Cisco Finesse combines traditional contact center functions with Cisco’s Quad enterprise social software. The architecture lets businesses integrate collaboration technology and business apps to give contact center agents more flexibility and access to a wider range of knowledge when dealing with customers.
“Think of Quad as Facebook for the enterprise,” Hernandez said. “We’re extending that capability for consumers to interact with companies.”
Will Finesse’s leveraging Web 2.0 architecture expose the enterprise to security breaches?
“We’ve purchased a variety of companies over the years — security companies, policy management vendors — and their engines are inherently a part of the Quad solution,” Hernandez pointed out.
When it’s released in early December, the media capture platform will be able to capture both sides of the conversation between a customer and an employee, Hernandez said. It will also be able to capture full-motion video.
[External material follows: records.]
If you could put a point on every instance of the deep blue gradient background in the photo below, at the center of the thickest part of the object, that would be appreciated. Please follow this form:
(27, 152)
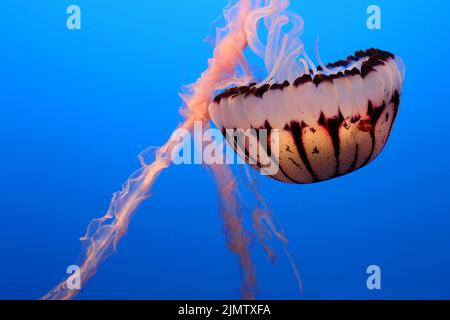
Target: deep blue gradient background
(76, 107)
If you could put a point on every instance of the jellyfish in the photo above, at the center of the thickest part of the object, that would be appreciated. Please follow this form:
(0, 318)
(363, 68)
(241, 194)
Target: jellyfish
(331, 120)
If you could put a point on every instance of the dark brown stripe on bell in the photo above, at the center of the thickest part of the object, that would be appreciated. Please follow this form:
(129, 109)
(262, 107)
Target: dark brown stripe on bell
(332, 126)
(374, 114)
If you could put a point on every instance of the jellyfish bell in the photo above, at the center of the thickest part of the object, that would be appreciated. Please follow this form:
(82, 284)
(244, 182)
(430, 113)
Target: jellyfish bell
(329, 122)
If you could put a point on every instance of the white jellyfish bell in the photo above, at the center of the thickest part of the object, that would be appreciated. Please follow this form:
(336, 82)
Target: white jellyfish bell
(330, 120)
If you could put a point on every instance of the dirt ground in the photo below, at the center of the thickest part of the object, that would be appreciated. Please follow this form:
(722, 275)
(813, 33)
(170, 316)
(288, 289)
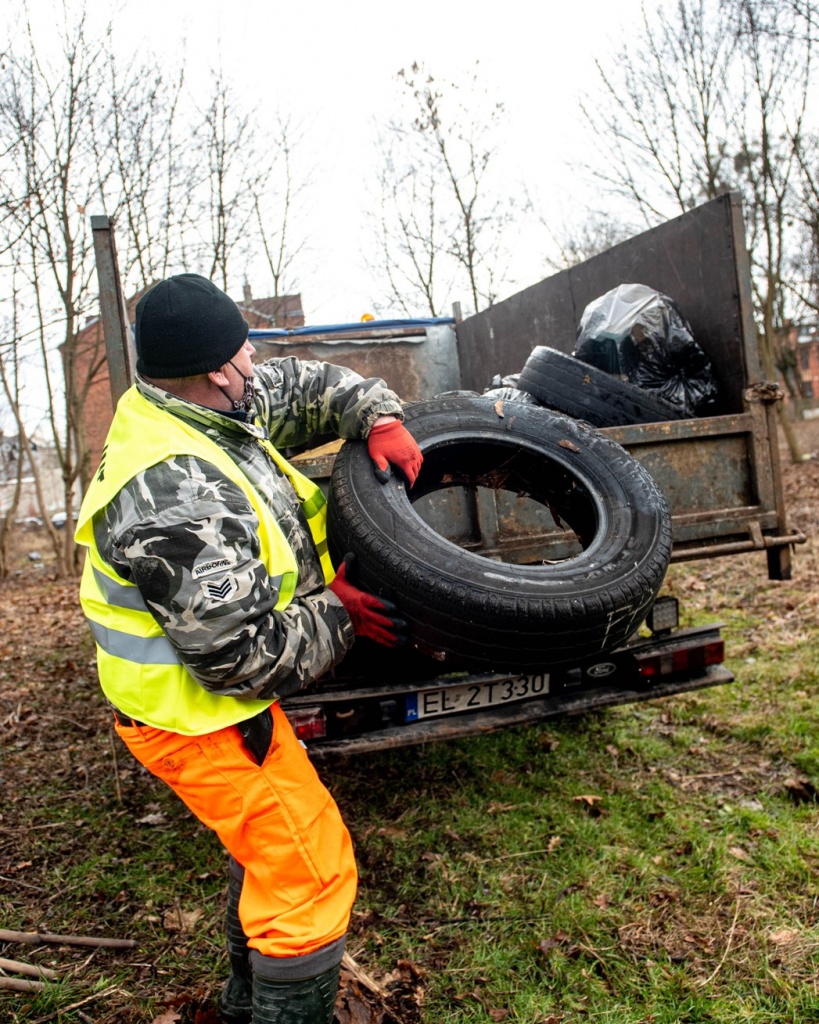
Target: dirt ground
(44, 649)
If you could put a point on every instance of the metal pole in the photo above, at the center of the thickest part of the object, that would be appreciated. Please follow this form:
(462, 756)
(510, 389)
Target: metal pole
(119, 346)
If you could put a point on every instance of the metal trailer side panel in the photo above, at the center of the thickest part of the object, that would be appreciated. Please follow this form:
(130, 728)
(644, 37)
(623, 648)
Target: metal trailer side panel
(720, 474)
(698, 259)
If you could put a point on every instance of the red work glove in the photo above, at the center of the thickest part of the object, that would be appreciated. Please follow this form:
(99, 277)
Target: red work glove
(392, 442)
(371, 616)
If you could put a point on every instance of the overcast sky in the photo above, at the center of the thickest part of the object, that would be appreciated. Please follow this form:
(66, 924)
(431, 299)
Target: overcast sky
(333, 67)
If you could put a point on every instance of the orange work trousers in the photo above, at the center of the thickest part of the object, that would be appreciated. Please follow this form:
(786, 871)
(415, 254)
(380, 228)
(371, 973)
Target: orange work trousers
(276, 819)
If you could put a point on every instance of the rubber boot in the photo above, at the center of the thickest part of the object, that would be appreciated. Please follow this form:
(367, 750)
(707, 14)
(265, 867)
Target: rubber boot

In spring, Cisco will add desktop capture and merge all the input from these various channels into a single record.
Why Unity Is Strength
“We’ve unified our various technologies around a collaboration center and added in social media so consumers can interact with companies,” Hernandez said.
“We saw that corporate customers had two or three or 10 or 20 people in a back room searching to find out what was happening on the open Web that related to their company. Some CRM players then came out with operational models but didn’t have an engagement model,” he added.
Cisco’s offerings let businesses search social networks on the open Web; prioritize the results according to what they’re searching for; summarize the results through a dashboard; and, through an algorithm, assign the results to the appropriate person to deal with. Only publicly posted information will be searched, Hernandez said.
“It’s not just finding information out there, but putting that information into an operational model that exists in the contact center and extending that model through marketing and sales,” Hernandez explained.
Salesforce.com, one of the major players in the CRM space, has offered social site monitoring tools for a while, Denis Pombriant, principal at Beagle Research, told CRM Buyer. “Salesforce has some nice functionality in the service cloud that monitor social sites and identify issues,” he elaborated. “It’s a blend of customers helping customers, a knowledge base, and vendor employees helping customers.”
Cisco appears to be leveraging a trend.
“Social media embedded into business applications and business processes is the hot idea these days, and many vendors want a part of it,” Pombriant remarked. “I think the majority of vendors are at the 1.0 level, but some have thought through the business processes better than others and they have an edge.”
Monitoring social media is seen by businesses as an important aspect of marketing and publicity. Many are hiring senior executives to monitor public postings on social media sites.
One such firm is Sony Corporation of America, which is seeking a director of social media communications to monitor, analyze and regularly engage in social media with respect to corporate issues initiatives in the United States.